In the light of rising interest rates many homeowners in the UK have wondered whether it is worth looking into remortgages - not only to try and get a better deal on their borrowing but also as a way to raise additional finance.

Homeowners in the UK can often get some great deals on their finances, and as a homeowner you can therefore look forward to affordable borrowing and the various benefits that come with secured loans.

Each year many homeowners raise money against their homes, some by arrange a remortgage and borrowing extra on top of the balance of the old mortgage, and others by simply taking out a secured loan, which is taken out independently from the initial mortgage and is secured against the available equity in the home.

But how do you determine whether you should opt for a remortgage or a secured loan?

Well, your decision will be based largely on your circumstances. If you are unhappy with your mortgage provider or you feel that you could get a far better deal elsewhere, then a remortgage could be the way to go. For instance, you may have taken out a bad credit mortgage some years ago, and if your credit has improved you could find that you are now eligible for a more mainstream deal.

In cases such as these it could well be worth looking at a remortgage and taking a little extra in order to raise the finance that you need.
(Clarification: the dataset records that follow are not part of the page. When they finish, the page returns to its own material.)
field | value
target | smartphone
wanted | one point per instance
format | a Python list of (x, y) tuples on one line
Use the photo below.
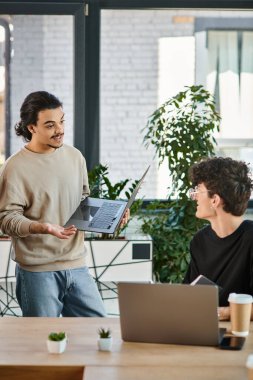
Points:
[(232, 343)]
However, you should remember that mortgage companies will often charge hefty penalties for closing the account early and moving to another lender, so you need to figure out whether a remortgage will still be worth it based on the amount that you will be charged.

If, on the other hand, you are quite happy with your existing mortgage and do not feel that you could get a better deal elsewhere then it is best to avoid the penalties and fees that can come with a remortgage, and opt for a secured loan instead.

A secured loan is a loan that is secured against the equity in your home, and with this type of loan you will continue to make repayments on your existing mortgage and will then also make repayments on your secured loan. The amount that you will be able to borrow on a secured loan will depend on the level of equity in your home.